= Create an Active/Passive Cluster =

== Explore the Existing Configuration ==

When Pacemaker starts up, it automatically records the number and details
of the nodes in the cluster, as well as which stack is being used and the
version of Pacemaker being used.

The first few lines of output should look like this:

----
[root@pcmk-1 ~]# pcs status
Cluster name: mycluster
WARNING: no stonith devices and stonith-enabled is not false
Last updated: Tue Dec 16 16:15:29 2014
Last change: Tue Dec 16 15:49:47 2014
Stack: corosync
Current DC: pcmk-2 (2) - partition with quorum
Version: 1.1.12-a9c8177
2 Nodes configured
0 Resources configured


Online: [ pcmk-1 pcmk-2 ]
----

For those who are not of afraid of XML, you can see the raw cluster
configuration and status by using the `pcs cluster cib` command.

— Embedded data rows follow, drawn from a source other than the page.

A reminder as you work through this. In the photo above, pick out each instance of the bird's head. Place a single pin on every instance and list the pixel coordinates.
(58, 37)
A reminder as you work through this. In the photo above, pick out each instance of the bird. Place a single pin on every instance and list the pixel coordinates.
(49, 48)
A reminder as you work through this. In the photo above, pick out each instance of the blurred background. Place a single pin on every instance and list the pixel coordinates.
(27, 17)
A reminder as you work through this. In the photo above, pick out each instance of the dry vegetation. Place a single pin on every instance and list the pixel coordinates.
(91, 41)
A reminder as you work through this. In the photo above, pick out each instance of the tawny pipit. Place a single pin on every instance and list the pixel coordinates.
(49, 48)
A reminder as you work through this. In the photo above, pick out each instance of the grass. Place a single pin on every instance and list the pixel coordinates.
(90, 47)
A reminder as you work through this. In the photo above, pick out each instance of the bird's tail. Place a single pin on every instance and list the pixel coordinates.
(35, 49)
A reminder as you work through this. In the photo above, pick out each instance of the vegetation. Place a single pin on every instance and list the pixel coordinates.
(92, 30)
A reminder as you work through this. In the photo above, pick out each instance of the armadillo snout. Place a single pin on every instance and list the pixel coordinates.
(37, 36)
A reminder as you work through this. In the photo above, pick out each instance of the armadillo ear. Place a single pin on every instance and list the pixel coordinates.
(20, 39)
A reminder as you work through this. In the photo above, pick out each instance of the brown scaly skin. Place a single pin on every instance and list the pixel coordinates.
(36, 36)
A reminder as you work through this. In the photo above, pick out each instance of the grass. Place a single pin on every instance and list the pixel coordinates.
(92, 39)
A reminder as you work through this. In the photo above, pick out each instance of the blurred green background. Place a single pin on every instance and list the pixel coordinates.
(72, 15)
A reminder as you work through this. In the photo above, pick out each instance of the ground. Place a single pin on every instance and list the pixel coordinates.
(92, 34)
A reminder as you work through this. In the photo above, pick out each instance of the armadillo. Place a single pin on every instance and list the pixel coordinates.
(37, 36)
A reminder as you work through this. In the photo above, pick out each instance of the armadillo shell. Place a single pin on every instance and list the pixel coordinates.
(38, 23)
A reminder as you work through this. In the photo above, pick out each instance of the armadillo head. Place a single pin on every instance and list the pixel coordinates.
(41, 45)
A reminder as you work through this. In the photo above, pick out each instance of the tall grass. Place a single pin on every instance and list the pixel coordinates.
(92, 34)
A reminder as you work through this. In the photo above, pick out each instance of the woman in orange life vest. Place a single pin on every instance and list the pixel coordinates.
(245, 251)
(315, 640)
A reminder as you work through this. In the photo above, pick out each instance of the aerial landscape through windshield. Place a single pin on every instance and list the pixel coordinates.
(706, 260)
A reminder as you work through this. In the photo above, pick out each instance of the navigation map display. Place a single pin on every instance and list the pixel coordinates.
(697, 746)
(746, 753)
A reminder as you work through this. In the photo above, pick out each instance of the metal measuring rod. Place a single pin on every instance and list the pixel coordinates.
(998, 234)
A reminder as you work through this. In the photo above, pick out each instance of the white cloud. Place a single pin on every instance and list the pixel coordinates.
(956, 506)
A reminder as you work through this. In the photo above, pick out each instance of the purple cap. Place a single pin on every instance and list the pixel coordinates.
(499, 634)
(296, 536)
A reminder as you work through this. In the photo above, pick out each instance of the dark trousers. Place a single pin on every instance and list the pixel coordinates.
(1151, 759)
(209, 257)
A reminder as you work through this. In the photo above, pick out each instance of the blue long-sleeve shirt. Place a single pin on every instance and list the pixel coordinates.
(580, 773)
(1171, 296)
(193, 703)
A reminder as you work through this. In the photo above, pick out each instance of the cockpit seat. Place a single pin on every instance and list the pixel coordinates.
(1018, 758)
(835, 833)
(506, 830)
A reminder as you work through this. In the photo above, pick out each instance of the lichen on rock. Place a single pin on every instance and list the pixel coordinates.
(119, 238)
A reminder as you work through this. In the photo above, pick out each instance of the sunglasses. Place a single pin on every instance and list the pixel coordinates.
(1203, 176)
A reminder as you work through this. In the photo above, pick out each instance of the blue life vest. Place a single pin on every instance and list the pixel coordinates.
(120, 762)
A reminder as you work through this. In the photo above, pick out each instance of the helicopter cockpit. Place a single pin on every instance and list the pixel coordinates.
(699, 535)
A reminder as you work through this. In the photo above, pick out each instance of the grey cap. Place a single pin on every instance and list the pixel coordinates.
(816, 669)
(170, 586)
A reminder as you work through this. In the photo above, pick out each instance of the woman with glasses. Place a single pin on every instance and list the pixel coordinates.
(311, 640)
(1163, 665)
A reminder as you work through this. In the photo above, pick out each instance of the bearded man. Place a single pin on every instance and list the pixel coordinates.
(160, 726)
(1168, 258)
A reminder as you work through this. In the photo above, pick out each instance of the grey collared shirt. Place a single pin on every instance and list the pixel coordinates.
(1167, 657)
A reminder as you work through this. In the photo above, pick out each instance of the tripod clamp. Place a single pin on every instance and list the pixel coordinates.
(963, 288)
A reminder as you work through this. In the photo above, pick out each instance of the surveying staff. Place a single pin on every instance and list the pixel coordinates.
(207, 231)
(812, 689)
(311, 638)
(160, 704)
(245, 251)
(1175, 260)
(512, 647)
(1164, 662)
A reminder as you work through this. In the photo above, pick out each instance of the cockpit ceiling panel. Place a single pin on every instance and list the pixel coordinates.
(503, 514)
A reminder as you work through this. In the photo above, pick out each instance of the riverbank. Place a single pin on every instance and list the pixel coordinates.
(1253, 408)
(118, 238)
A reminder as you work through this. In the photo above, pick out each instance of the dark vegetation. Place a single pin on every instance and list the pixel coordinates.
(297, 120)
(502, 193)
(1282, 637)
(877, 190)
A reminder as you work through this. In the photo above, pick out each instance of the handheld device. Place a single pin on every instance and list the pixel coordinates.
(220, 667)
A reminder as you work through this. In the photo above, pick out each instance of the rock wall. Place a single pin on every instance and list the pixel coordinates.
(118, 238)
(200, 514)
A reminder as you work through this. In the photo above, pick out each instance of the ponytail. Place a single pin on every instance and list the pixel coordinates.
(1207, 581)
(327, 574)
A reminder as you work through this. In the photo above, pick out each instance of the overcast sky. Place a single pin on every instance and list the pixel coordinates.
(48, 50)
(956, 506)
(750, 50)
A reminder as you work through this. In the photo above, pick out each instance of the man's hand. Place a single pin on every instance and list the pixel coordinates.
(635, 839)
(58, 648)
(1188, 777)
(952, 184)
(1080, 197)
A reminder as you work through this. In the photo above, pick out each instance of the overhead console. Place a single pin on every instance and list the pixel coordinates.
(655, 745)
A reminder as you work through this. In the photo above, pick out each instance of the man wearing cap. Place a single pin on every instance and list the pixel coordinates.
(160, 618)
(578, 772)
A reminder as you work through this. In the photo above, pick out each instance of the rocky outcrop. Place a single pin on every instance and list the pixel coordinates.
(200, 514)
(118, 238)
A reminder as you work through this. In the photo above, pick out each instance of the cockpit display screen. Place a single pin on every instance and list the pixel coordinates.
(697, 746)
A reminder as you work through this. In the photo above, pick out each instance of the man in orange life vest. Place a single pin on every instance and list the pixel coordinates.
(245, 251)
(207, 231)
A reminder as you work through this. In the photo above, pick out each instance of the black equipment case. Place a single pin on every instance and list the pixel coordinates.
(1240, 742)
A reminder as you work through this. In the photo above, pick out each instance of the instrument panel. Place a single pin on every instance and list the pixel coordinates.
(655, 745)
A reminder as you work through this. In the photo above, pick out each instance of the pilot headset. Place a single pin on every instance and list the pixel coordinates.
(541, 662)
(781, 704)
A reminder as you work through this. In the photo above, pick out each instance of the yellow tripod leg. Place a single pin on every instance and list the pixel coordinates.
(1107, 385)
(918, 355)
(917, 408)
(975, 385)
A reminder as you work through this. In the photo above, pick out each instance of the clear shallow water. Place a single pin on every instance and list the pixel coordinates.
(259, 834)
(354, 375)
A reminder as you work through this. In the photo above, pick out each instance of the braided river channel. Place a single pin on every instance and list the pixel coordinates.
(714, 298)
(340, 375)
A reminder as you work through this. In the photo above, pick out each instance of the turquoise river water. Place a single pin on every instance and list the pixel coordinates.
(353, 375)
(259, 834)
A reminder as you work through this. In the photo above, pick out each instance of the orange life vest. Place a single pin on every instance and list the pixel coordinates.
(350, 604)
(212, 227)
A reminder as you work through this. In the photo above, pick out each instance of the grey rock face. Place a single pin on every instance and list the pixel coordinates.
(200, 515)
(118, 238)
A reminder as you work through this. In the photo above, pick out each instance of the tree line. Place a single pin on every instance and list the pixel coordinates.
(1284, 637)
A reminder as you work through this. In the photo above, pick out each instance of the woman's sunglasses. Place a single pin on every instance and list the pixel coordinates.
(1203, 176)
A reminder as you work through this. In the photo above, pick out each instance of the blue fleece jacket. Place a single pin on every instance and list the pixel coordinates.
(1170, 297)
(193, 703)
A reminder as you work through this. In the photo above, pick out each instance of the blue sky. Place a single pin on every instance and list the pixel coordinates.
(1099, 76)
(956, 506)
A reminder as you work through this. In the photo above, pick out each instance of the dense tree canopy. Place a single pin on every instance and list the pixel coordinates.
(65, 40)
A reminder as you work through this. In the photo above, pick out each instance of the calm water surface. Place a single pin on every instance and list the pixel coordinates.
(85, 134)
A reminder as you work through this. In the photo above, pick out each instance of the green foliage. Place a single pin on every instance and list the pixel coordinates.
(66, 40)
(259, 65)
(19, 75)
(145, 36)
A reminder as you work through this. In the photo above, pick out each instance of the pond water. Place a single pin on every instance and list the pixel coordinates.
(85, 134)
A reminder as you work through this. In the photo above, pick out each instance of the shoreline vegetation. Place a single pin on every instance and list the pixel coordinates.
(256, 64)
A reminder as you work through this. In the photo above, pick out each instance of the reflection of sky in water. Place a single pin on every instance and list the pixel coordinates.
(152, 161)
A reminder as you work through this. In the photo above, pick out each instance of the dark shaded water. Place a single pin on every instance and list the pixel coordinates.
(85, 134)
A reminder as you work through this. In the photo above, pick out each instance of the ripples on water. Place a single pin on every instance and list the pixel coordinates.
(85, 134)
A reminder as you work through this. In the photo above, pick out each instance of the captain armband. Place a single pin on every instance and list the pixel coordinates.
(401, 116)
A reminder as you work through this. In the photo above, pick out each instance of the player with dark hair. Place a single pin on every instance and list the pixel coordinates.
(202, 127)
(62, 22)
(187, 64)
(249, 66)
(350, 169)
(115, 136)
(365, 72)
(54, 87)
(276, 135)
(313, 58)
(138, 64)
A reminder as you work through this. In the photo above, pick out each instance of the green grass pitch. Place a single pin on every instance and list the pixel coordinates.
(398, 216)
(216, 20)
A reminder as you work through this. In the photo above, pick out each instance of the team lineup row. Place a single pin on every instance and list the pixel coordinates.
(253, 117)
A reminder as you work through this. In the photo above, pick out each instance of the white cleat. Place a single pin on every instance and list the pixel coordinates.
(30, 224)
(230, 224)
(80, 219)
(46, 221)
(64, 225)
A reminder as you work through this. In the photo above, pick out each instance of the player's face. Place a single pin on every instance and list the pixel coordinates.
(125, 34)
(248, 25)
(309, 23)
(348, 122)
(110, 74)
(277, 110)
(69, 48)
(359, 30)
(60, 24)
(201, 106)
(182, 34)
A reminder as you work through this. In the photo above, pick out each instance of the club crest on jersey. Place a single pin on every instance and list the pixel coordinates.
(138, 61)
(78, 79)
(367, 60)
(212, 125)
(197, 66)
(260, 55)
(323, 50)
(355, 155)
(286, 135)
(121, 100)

.The last XML you'll see in this document
======
----
[root@pcmk-1 ~]# pcs cluster cib
----
[source,XML]
----
<cib crm_feature_set="3.0.9" validate-with="pacemaker-2.2" epoch="5" num_updates="8" admin_epoch="0" cib-last-written="Tue Dec 16 15:49:47 2014" have-quorum="1" dc-uuid="2">
  <configuration>
    <crm_config>
      <cluster_property_set id="cib-bootstrap-options">
        <nvpair id="cib-bootstrap-options-have-watchdog" name="have-watchdog" value="false"/>
        <nvpair id="cib-bootstrap-options-dc-version" name="dc-version" value="1.1.12-a9c8177"/>
        <nvpair id="cib-bootstrap-options-cluster-infrastructure" name="cluster-infrastructure" value="corosync"/>
        <nvpair id="cib-bootstrap-options-cluster-name" name="cluster-name" value="mycluster"/>
      </cluster_property_set>
    </crm_config>
    <nodes>
      <node id="1" uname="pcmk-1"/>
      <node id="2" uname="pcmk-2"/>
    </nodes>
    <resources/>
    <constraints/>
  </configuration>
  <status>
    <node_state id="2" uname="pcmk-2" in_ccm="true" crmd="online" crm-debug-origin="do_state_transition" join="member" expected="member">
      <lrm id="2">
        <lrm_resources/>
      </lrm>
      <transient_attributes id="2">
        <instance_attributes id="status-2">
          <nvpair id="status-2-shutdown" name="shutdown" value="0"/>
          <nvpair id="status-2-probe_complete" name="probe_complete" value="true"/>
        </instance_attributes>
      </transient_attributes>
    </node_state>
    <node_state id="1" uname="pcmk-1" in_ccm="true" crmd="online" crm-debug-origin="do_state_transition" join="member" expected="member">
      <lrm id="1">
        <lrm_resources/>
      </lrm>
      <transient_attributes id="1">
        <instance_attributes id="status-1">
          <nvpair id="status-1-shutdown" name="shutdown" value="0"/>
          <nvpair id="status-1-probe_complete" name="probe_complete" value="true"/>
        </instance_attributes>
      </transient_attributes>
    </node_state>
  </status>
</cib>
----
======

Before we make any changes, it's a good idea to check the validity of
the configuration.

----
[root@pcmk-1 ~]# crm_verify -L -V
   error: unpack_resources: Resource start-up disabled since no STONITH resources have been defined
   error: unpack_resources: Either configure some or disable STONITH with the stonith-enabled option
   error: unpack_resources: NOTE: Clusters with shared data need STONITH to ensure data integrity
Errors found during check: config not valid
----

As you can see, the tool has found some errors.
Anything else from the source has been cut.